Within this series, the nearest lower capacity reference is 800 GB, and the next higher capacity is 3.2 TB. At 1.6 TB, this model sits in the practical sweet spot of the family. Compared with the 800 GB version, it gives much better headroom for data growth, overprovisioning, and mixed enterprise workloads without changing the expected read/write or IOPS profile. Compared with the 3.2 TB option, it typically delivers a more attractive cost-to-performance ratio, avoiding excess capacity spend while preserving enterprise-class responsiveness. It is especially well suited for mid-size virtualization clusters, such as supporting around 40 to 60 general-purpose virtual machine boot and application volumes.

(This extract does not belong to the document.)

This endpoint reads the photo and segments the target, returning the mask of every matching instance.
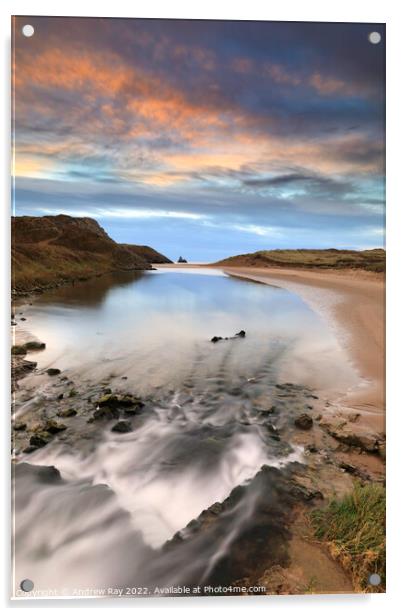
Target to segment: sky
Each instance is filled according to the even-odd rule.
[[[173,260],[382,247],[384,64],[381,24],[16,17],[14,213]]]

Q: Is SSDPE2KE016T8T suitable for a write-heavy database server?
A: Yes. With 3 DWPD endurance, 8,760 TBW, low 10 µs typical latency, and PCIe 3.1 x4 NVMe performance, SSDPE2KE016T8T is well suited for write-intensive database workloads.
Q: How many full drive writes per day can it actually endure over its warranty period?
A: This model is rated for 3 drive writes per day. For a 1.6 TB SSD, that equals about 4.8 TB of writes daily across its supported warranty endurance profile.
Q: Does it include power loss protection (PLP) and why is that critical?
A: Yes, it includes power loss protection. PLP helps preserve in-flight data and metadata during unexpected outages, which is critical for maintaining data integrity and reducing corruption risk.
Q: What RAID level is recommended for this SSD?
A: RAID recommendation depends on your priority. RAID 1 is common for redundancy, RAID 10 for strong performance plus protection, and RAID 5/6 for more usable capacity in larger arrays.